Proteomic data analysis

Batch A: Proteome Discoverer software (version 2.2) was used to search the acquired MS/MS data against Macaca protein database (2017) downloaded from the UniProt website (uniprot.org) and to generate TMT ratios. Positive identification was set at 5% peptide false discovery rate (FDR). Also, at least 1 unique peptide must be identified per protein. Duplicated protein identifications from database were removed. TMT ratios (each channel/common reference) were calculated by PD 2.2 and normalized by total peptide amount. Qlucore Omics Explorer 3.3 & Prism 6 Software were used to perform correlation and statistical analysis. log₂ transformation and KNN imputation was used for missing values.

Batch B: DIA data were analyzed with direct DIA 2.0 (Deep learning augmented spectrum-centric DIA analysis) in Spectronaut Pulsar X, a mass spectrometer vendor-independent software from Biognosys (Switzerland). Spectronaut was set up to search with the reference Macaca proteome database (2021) downloaded from UniProt. The default settings were used for targeted analysis of DIA data in Spectronaut except the decoy generation was set to “mutated”. The false discovery rate (FDR) was estimated with the mProphet approach and set to 1% at peptide precursor level and at 1% at the protein level.

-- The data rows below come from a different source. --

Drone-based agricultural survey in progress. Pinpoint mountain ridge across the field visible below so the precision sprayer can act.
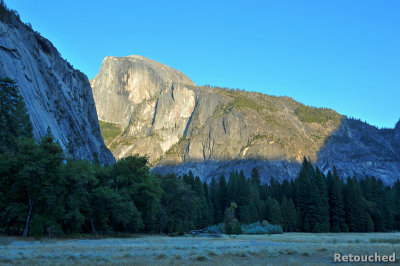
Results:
[92,57,400,183]
[0,5,115,164]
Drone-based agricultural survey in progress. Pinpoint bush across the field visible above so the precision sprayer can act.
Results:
[242,222,283,235]
[29,214,44,237]
[225,219,243,235]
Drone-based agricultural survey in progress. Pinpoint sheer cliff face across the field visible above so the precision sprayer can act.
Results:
[91,56,400,184]
[0,15,114,163]
[91,56,341,178]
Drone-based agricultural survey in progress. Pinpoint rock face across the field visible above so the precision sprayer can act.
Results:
[317,119,400,184]
[91,56,400,183]
[0,7,115,163]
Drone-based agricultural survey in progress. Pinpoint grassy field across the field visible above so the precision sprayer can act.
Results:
[0,233,400,266]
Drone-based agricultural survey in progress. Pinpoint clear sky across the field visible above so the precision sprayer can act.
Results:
[5,0,400,127]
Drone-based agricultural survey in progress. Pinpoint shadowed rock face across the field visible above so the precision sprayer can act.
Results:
[0,15,115,163]
[91,56,399,183]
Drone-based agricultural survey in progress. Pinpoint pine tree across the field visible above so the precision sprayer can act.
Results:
[218,175,229,221]
[328,168,344,232]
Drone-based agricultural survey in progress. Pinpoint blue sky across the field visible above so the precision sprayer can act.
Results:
[6,0,400,127]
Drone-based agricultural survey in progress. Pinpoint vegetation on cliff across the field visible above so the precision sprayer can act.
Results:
[0,79,400,236]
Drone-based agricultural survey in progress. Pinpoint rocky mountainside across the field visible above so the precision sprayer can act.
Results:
[91,56,400,183]
[0,6,115,163]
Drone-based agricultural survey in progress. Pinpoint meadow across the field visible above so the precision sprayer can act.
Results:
[0,233,400,265]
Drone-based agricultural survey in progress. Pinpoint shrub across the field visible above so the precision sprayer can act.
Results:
[242,222,283,235]
[225,219,243,235]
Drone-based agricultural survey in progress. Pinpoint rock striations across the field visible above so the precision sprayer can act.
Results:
[91,56,400,184]
[0,6,115,163]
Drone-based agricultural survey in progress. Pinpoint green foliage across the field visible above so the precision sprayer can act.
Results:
[0,79,400,237]
[242,222,283,235]
[99,120,122,145]
[294,105,341,123]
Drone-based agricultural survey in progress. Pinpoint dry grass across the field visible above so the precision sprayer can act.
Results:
[0,233,400,265]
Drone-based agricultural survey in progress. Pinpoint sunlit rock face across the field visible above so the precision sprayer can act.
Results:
[317,118,400,184]
[91,56,399,184]
[0,15,115,164]
[91,56,196,162]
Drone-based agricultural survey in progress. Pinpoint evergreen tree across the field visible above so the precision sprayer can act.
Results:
[328,168,344,232]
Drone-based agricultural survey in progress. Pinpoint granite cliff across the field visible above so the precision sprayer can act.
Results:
[91,56,400,184]
[0,6,115,164]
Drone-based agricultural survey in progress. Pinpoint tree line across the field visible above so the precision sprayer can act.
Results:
[0,79,400,236]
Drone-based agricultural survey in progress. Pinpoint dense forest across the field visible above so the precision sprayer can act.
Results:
[0,79,400,236]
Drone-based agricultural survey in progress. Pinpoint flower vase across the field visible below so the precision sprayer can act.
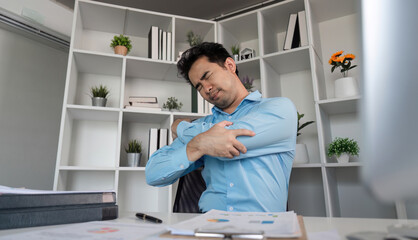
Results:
[337,153,350,163]
[334,77,359,98]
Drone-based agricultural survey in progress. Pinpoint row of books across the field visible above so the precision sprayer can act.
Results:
[0,185,118,229]
[148,128,168,159]
[148,26,173,61]
[125,96,161,111]
[283,11,308,50]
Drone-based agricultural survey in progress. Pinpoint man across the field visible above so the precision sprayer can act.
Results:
[145,43,297,212]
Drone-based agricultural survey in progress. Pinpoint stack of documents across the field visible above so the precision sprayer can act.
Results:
[0,185,118,229]
[169,210,302,238]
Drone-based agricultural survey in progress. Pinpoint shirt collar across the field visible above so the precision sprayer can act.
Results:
[212,90,261,117]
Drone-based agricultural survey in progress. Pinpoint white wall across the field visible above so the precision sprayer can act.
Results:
[0,0,73,36]
[0,25,68,190]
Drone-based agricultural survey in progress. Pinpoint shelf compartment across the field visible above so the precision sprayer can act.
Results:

Results obtained from Spectronaut were further analyzed using the Spectronaut statistical package. Significantly changed protein abundance was determined by un-paired t-test (comparing irradiated to unirradiated animals) with a threshold for significance of p < 0.05 (permutation-based FDR correction) and 0.58 log₂FC. The mass spectrometry proteomics data have been deposited to the ProteomeXchange Consortium via the PRIDE partner repository [69] with the dataset identifier PXD037807.

Gene ontology, network, and pathway analysis

We used PANTHER database gene expression tools [70, 71] to analyze the differentially expressed gene lists generated from the microarray and proteomic datasets with the human annotations database and REACTOME pathways and biological processes categories [38]. Multiple testing was performed based on Bonferroni corrections and adjusted P values (< 0.05) are reported [72]. We also analyzed sets of up- and down-regulated genes separately and looked for common biological processes among these genes. We also uploaded the lists of genes to Ingenuity Pathway Analysis® Software (IPA from Ingenuity®: http://www.ingenuity.com) and performed prediction analysis for upstream regulators and enriched canonical pathways. This method identifies potential upstream regulators and ranks them by statistical significance by providing information about the direction of activation of regulatory protein based on the downstream gene targets from the gene list. The program provides a z score derived from the number of target genes, their relative expression, and the type of relationship between the regulator and target genes (either activation or inhibition) from the published literature. We also compared gene lists using the Venny tool [73].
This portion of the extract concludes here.